The Act specifies that an RCO can be a company, or partnership, which has been incorporated or formed in the UK. Entities formed elsewhere, however, can still be considered to be an RCO for the purposes of the Corporate Offence if they “carry on a business” in the UK. Although the Act goes on to confirm that “business” includes trades and professions, no further clarification of what it means to carry on a business is proffered. How this will be interpreted has, therefore, been the cause of much debate.
Common sense would suggest that in a situation where a company has premises in the UK, or actively sells in to, or out of, the UK, then clearly it is carrying on a business. But this analysis may be harder in cases which fall on the borderline.
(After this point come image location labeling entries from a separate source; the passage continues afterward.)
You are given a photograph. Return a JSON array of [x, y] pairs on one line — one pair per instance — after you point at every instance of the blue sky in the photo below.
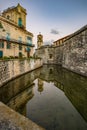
[[53, 18]]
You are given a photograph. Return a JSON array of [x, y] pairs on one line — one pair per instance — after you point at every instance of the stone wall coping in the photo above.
[[77, 32]]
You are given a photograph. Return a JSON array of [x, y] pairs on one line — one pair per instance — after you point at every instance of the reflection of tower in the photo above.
[[39, 40], [40, 85]]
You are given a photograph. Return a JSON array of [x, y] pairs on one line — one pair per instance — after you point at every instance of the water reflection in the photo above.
[[43, 94]]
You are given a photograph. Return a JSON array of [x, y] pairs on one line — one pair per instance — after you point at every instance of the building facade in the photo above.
[[15, 40]]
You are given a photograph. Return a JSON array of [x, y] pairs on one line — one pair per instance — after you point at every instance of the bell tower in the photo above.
[[39, 40]]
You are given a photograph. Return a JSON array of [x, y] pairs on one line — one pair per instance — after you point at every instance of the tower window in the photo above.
[[20, 22]]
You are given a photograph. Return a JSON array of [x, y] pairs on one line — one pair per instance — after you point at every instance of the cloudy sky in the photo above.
[[53, 18]]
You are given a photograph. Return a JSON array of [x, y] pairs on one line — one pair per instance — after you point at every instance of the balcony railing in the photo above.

For example, how should the following situations be assessed:
- an internet retailer, based in Austria, which targets the Austrian market but will sell anywhere on request, particularly within Europe, to avoid problems under European competition law, so sells some products into the UK;
- a Mexican company that does no business in the UK, but is listed on the UK Stock Exchange; or
- a US company, with purely domestic activities, with a UK-based subsidiary that operates completely
independently from its US parent?
In these scenarios, can it really be said that the foreign entities are carrying on a business in the UK?
What does the guidance say?
The MoJ’s guidance suggests that, whilst the Courts will be the ultimate arbiter of this issue, the Government’s intention is that a common sense test should be applied, taking into account the particular facts of each individual case. Using this approach, the guidance anticipates that if entities do not have a “demonstrable” business presence in the UK, then they won’t be caught by the Act. The guidance goes on to state that simply being listed on the UK’s Stock Exchange, or having a UK subsidiary, will not be enough, in and of itself, to trigger jurisdiction.
Following the guidance, therefore, the Mexican and US companies in the second and third examples listed above would not be considered to be carrying on business in the UK, so would not risk prosecution under the Act. For the Austrian company in the first example, however, the analysis is more difficult and will turn, very much, on the facts. Incidental sales are, undoubtedly, evidence of carrying on a business in the UK, but is that enough to constitute a demonstrable presence?
In any event, it must be remembered that the guidance, whilst persuasive, does not have any legal force. The Courts will apply the law, not simply the Government’s intentions and interpretations. That said, the latter considerations are likely to be relevant to any decision by the Serious Fraud Office or Director of Public Prosecutions as to whether prosecution should be pursued in any given case. One thing, however, is likely. If a serious instance of bribery has taken place, and there is strong public interest in favour of bringing criminal proceedings, the defence team will have to be very strong to dissuade a Court from reaching a guilty verdict purely on jurisdictional grounds.